Depois têm-se sucedido os avanços e recuos no processo de eleição do novo director. Em Setembro de 2013 foi marcada a eleição dos representantes da comunidade escolar para o Conselho Geral Transitório (CGT), órgão que assumiu as competências do Conselho Geral, responsável pela direcção estratégica e pela definição das linhas orientadoras das actividades das escolas. Mas o tempo passou e só em Dezembro foi eleito o representante dos alunos do ensino recorrente (num acto posteriormente anulado).
Pouco depois, em Fevereiro e Março de 2014, e após reclamações ao Ministério da Educação e à Inspecção Geral da Educação e Ciência sobre irregularidades diversas alegadamente cometidas por membros da CAP, os encarregados de educação e os docentes fizeram queixa ao Provedor de Justiça, que na resposta, a 23 de Abril de 2014, apelou à CAP para “apressar” a tomada de posse do CGT.
Dias antes, a 17 de Abril, um grupo de docentes foi recebido pela então delegada regional de Educação do Alentejo, Maria Reina Martín, que terá assumido que tomaria a iniciativa de destituir a CAP se se comprovasse que os seus elementos se estariam a aproveitar da nomeação para protelarem a tomada de posse do CGT, prolongando o seu mandato.
O que é certo é que a 6 de Maio de 2014, dia em que terminava o prazo regular do seu mandato, a CAP ainda estava em funções e só a 4 de Junho o CGT reuniu pela primeira vez, elegendo um presidente.
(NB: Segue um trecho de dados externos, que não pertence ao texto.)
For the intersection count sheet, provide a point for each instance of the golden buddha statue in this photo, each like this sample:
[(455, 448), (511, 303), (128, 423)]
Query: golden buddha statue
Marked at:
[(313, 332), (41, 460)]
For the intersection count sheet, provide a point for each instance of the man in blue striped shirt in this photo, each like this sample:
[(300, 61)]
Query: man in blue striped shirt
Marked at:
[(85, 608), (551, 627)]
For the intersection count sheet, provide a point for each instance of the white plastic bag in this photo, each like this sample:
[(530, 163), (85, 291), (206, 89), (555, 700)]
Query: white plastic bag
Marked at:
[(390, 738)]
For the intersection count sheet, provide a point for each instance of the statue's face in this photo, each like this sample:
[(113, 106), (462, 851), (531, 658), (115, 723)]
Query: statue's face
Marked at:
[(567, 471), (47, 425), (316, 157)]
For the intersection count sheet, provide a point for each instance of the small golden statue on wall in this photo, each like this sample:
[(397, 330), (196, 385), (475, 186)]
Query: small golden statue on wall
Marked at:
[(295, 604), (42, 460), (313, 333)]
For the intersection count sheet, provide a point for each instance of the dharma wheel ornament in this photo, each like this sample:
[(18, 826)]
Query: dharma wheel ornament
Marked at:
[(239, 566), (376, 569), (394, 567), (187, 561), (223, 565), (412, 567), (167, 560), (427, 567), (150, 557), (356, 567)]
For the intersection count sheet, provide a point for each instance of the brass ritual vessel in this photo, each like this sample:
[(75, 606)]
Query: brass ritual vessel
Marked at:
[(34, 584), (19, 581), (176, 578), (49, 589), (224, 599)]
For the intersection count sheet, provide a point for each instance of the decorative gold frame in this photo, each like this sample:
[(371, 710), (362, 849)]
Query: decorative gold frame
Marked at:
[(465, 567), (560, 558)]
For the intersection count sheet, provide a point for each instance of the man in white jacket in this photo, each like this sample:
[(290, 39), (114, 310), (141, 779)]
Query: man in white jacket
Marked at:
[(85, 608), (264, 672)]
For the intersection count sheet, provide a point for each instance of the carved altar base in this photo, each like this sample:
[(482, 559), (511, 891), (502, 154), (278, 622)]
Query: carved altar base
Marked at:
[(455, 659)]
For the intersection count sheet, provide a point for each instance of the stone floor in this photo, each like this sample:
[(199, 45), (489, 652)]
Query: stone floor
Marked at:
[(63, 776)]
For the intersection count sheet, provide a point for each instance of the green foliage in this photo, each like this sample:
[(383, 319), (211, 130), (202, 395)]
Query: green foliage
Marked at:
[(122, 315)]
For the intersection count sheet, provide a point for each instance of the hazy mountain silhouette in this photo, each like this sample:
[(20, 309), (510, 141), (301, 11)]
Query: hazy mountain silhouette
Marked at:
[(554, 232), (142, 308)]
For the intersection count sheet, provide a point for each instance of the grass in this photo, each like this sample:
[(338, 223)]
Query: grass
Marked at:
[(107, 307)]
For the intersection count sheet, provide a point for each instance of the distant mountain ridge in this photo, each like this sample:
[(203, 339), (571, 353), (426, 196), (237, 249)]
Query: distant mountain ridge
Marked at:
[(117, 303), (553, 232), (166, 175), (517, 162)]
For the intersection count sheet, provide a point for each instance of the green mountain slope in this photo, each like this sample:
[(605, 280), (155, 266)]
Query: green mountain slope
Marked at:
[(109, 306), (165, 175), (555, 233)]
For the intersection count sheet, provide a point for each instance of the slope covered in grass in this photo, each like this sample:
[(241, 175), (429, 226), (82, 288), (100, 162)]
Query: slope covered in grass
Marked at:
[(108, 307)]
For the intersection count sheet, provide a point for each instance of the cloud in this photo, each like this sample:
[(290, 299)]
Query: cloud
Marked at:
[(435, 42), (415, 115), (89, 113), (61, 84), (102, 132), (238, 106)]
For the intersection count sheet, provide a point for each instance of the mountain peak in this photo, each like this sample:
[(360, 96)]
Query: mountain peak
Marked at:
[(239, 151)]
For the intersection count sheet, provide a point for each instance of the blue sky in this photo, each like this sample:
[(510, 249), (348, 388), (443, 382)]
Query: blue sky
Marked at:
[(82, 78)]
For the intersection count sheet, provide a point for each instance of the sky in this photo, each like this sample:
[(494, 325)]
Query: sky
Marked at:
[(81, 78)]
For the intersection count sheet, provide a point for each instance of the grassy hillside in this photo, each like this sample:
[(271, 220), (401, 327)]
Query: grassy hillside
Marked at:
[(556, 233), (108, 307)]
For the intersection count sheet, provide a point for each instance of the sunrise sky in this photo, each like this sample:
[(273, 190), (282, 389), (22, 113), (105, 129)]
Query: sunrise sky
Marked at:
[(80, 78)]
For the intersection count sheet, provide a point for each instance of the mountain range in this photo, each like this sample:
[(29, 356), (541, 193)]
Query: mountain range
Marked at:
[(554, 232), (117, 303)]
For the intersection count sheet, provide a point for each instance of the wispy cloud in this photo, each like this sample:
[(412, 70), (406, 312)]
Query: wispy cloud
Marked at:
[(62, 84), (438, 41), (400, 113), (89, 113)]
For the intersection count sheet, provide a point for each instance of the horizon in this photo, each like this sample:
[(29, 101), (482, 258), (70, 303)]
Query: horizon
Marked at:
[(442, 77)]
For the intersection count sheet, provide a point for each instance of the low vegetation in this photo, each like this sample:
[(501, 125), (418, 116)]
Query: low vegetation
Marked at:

Contudo, em Julho de 2014, o lançamento do processo concursal para director do agrupamento não avançou e a 17 de Dezembro (mais de um mês após ter terminado o prazo máximo do seu mandato) a CAP acabou por requerer a anulação do mandato do CGT à Direcção Geral da Administração Escolar (DGAE).
A 19 de Janeiro de 2015 a DGAE confirmou a anulação de todos os actos do CGT e desde então nada mudou. A CAP continua em funções (apesar da demissão de dois dos seus membros) e o Agrupamento de Escolas de Odemira é o único do Alentejo ainda sem director.
Sobre toda esta situação, nem a CAP nem a DGEstE responderam em tempo útil às questões colocadas por correio electrónico pelo “SW”.